Cave conceived of his recent work in Detroit as invasions or interventions: opportunities to forge contact with community leaders, and embark on collaborations. For the projects HeardŸDetroit, and Up Right: Detroit, Cave worked with local young people, who performed as dancers and helped design the movements for performances. Pinder asked Cave to explain the reciprocity of his relationship with the student volunteers, asking what he leaves with them. A soundsuit? An artwork? Cave said that he leaves students with an “imprint”: the opportunity for students to collaborate in the artistic process, carry out a significant project, and learn to move in the soundsuits as a confidence-building, impactful experience.

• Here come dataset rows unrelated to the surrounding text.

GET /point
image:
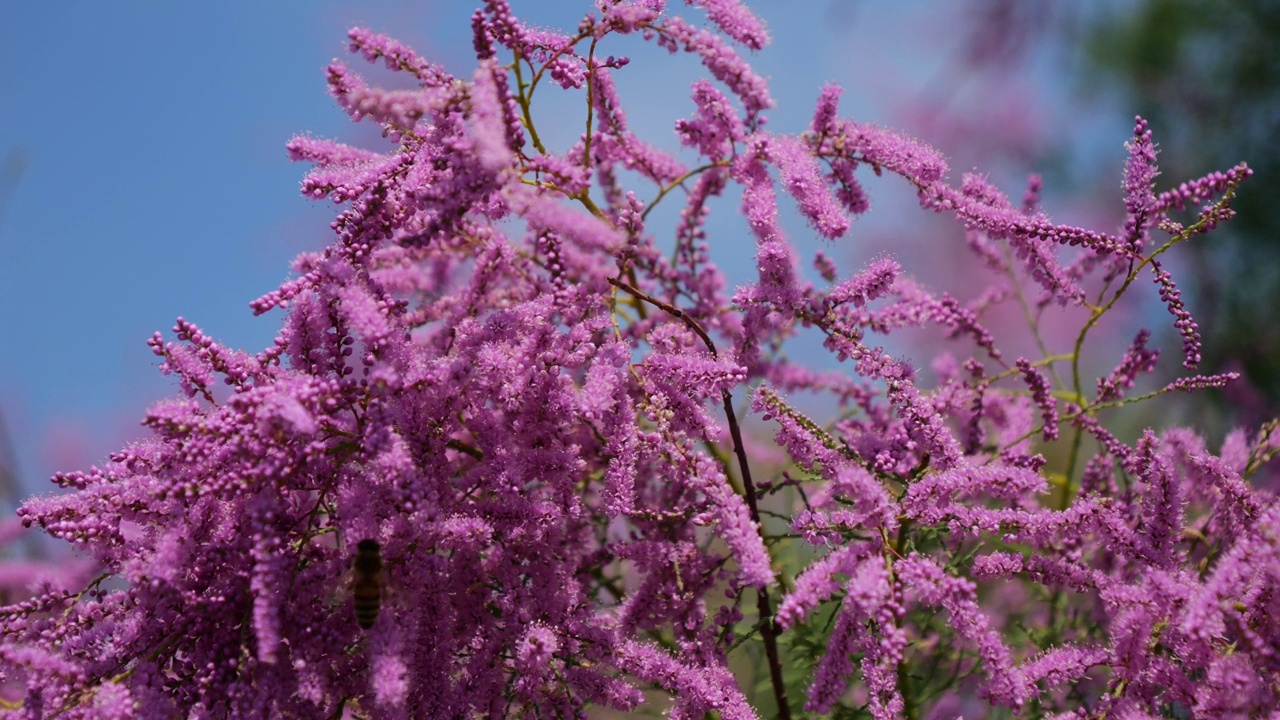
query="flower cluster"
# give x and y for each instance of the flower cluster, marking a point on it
(496, 461)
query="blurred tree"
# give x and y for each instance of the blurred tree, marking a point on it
(1207, 76)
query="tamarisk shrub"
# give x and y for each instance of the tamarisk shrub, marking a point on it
(531, 400)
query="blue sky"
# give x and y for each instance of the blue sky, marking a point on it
(145, 173)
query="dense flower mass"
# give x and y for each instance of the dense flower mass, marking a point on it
(496, 461)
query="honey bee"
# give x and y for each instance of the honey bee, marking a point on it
(366, 582)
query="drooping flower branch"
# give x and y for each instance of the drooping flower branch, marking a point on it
(493, 464)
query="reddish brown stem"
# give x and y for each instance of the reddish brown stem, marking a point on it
(768, 630)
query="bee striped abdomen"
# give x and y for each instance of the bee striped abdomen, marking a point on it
(366, 586)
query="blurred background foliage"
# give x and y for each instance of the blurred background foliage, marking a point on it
(1207, 74)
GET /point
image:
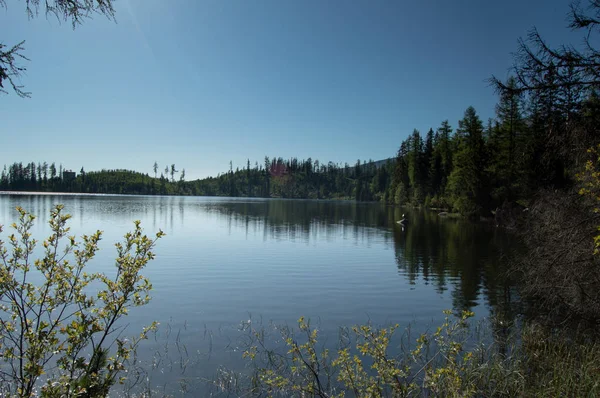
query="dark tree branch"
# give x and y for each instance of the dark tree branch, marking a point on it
(74, 11)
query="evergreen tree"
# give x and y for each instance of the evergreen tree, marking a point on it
(466, 183)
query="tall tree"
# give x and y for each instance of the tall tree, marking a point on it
(466, 182)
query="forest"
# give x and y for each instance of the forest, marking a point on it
(538, 139)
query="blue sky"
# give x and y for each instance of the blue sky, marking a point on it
(199, 83)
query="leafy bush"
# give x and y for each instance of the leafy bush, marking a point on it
(57, 336)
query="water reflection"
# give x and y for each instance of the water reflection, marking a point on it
(449, 254)
(444, 252)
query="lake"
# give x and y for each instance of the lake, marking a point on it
(228, 260)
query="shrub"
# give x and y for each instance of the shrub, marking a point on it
(57, 336)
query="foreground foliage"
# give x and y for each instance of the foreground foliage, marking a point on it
(60, 334)
(451, 361)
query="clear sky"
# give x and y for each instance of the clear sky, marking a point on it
(201, 82)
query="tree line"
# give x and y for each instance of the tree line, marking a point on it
(547, 116)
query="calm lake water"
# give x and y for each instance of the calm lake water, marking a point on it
(228, 260)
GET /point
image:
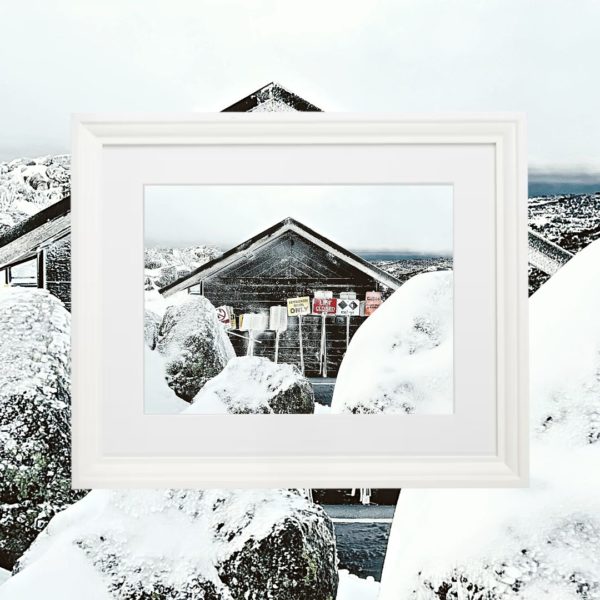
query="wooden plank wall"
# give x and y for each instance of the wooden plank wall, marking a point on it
(289, 345)
(58, 270)
(289, 267)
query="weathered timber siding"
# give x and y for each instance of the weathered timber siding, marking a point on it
(290, 266)
(58, 270)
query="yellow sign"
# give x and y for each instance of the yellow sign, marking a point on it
(298, 306)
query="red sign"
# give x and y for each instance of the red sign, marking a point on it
(324, 306)
(373, 301)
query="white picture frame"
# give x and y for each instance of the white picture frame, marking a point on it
(483, 443)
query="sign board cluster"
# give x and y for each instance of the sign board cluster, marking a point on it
(323, 304)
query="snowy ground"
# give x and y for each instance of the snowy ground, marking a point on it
(352, 587)
(541, 541)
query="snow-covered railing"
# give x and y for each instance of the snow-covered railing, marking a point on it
(545, 255)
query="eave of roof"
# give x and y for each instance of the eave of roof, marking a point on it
(266, 236)
(25, 238)
(256, 98)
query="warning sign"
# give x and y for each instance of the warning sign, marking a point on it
(324, 306)
(298, 306)
(373, 301)
(225, 316)
(348, 305)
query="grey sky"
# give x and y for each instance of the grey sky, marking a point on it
(386, 217)
(64, 56)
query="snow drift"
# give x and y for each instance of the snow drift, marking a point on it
(184, 544)
(400, 359)
(194, 345)
(30, 185)
(34, 416)
(252, 384)
(534, 543)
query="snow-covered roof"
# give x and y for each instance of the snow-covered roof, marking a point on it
(272, 98)
(22, 241)
(267, 236)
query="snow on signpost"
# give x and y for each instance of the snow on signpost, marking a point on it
(324, 304)
(296, 308)
(348, 306)
(226, 316)
(373, 301)
(253, 322)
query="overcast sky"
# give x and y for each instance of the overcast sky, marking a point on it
(386, 217)
(64, 56)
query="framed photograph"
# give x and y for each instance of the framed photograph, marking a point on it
(299, 300)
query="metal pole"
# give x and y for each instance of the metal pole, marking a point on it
(347, 331)
(301, 345)
(323, 357)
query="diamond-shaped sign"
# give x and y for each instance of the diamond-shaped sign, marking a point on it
(347, 307)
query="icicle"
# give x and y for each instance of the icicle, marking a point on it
(365, 495)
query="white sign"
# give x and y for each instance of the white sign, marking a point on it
(226, 316)
(278, 318)
(323, 295)
(348, 305)
(254, 322)
(298, 306)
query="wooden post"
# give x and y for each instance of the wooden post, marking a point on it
(347, 331)
(301, 344)
(250, 351)
(323, 352)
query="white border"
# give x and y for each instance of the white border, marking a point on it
(485, 443)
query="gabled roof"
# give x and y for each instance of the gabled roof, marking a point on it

A video by Detroit-based production company The Right Brothers, documents one such collaboration between Cave and the 60 dancers from the Detroit School of Arts and Wayne State University who participated in the HeardŸDetroit performance. The artist not only instructs the students in what kind of movements to produce, but also attempts to bring them into his mode of thinking, making clear the power and importance of the performance. HeardŸDetroit successfully draws attention to liminal spaces and identities.

Nick Cave: Heard•Detroit from Cranbrook Art Museum on Vimeo.

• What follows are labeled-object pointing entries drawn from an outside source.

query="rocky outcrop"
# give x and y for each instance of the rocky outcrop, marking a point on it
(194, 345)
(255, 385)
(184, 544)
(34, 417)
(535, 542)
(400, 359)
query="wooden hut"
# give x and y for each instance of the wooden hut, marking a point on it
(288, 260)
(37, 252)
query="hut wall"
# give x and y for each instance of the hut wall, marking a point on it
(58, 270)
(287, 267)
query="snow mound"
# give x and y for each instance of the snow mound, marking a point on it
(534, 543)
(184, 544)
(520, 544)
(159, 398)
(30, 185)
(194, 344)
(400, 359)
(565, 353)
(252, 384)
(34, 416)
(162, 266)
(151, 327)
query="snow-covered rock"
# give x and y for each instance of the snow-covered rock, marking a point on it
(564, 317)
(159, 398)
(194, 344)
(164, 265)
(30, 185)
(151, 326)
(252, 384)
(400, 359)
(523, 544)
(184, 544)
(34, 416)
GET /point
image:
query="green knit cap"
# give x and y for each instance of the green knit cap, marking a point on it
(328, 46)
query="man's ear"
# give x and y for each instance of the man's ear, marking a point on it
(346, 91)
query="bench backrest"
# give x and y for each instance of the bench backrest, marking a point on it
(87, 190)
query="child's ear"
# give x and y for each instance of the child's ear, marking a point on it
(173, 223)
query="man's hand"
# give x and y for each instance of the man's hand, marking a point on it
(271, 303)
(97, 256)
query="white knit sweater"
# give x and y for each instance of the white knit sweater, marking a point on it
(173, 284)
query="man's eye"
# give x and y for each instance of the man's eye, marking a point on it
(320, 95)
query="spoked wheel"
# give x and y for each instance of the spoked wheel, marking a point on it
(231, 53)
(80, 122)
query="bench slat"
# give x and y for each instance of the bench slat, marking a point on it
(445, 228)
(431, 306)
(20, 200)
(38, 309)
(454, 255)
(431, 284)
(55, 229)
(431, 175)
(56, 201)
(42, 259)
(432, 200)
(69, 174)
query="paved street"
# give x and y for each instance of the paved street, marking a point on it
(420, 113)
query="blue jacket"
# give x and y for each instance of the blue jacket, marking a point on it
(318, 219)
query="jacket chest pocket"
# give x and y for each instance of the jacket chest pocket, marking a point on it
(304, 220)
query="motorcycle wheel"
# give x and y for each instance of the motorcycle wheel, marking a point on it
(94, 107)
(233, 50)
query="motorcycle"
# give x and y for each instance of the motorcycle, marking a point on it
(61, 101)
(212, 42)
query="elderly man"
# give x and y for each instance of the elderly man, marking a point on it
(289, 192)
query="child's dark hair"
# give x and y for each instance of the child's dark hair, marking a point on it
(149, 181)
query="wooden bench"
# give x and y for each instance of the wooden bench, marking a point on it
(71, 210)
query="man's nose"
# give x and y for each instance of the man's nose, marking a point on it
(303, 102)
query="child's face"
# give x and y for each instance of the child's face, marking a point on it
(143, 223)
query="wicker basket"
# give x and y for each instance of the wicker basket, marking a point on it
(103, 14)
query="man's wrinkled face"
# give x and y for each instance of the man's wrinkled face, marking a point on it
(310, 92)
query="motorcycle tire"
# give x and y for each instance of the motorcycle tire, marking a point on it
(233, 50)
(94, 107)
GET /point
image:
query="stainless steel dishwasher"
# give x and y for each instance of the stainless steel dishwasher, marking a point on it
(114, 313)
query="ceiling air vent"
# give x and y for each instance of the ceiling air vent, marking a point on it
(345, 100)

The performance’s siting in Detroit reshapes understandings of a city that has been marginalized and disregarded on a national level. Subverting conceptions of a tired, post-capital Detroit, this performance creates a space for both performers and viewers to gather in a civic celebration. In addition to eliding class, race, and gender (as all of Cave’s soundsuits do), the horse forms he uses in this performance even allow the dancers to transcend the particular associations of the human body by creating a part animal- part human identity outside the limits of the rational.

Equally powerful is Cave’s use of a marching band, horses, and costumed human figures that  reference the notion of military tactics and a struggle, perhaps against societal oppression, with strong, coordinated movements on a large field. Like Cave’s twig soundsuit, this performance inhabits the space where individual identity and society overlap, contemplating social injustice and the potential for change as well as the meaning of each dancer’s relationship with the dynamic soundsuit and each audience member’s experience of the performance.

Cave emphasized that the performances really rely on the dancers’ groundedness. The soundsuits can be overwhelming, so before a performer dons one, she must sit quietly with it, look at it, perhaps touch it, and prepare herself to work with the energy inherent in the suit itself. After all, the suits carry with them an entire cosmology: Each one refers back to Cave’s initial impulse to make the twig suit, to global associations with ritual and performance, and longstanding traditions of ornamentation and fiber arts.

It’s a lot for an individual dancer to carry. And, yet, perhaps the urge to costume ourselves in a way that armors the body while also carving a space for our own voices and locating ourselves within a larger social context is not so unusual. During the conversation with Cave, Kimberly Pynder’s cell phone buzzed. “I’m sorry,” she said. “It’s my daughter. She’s trying to work on her Halloween costume, and I’m supposed to be helping. She wants to be a spooky tree. Actually, maybe you can help with that, Nick.”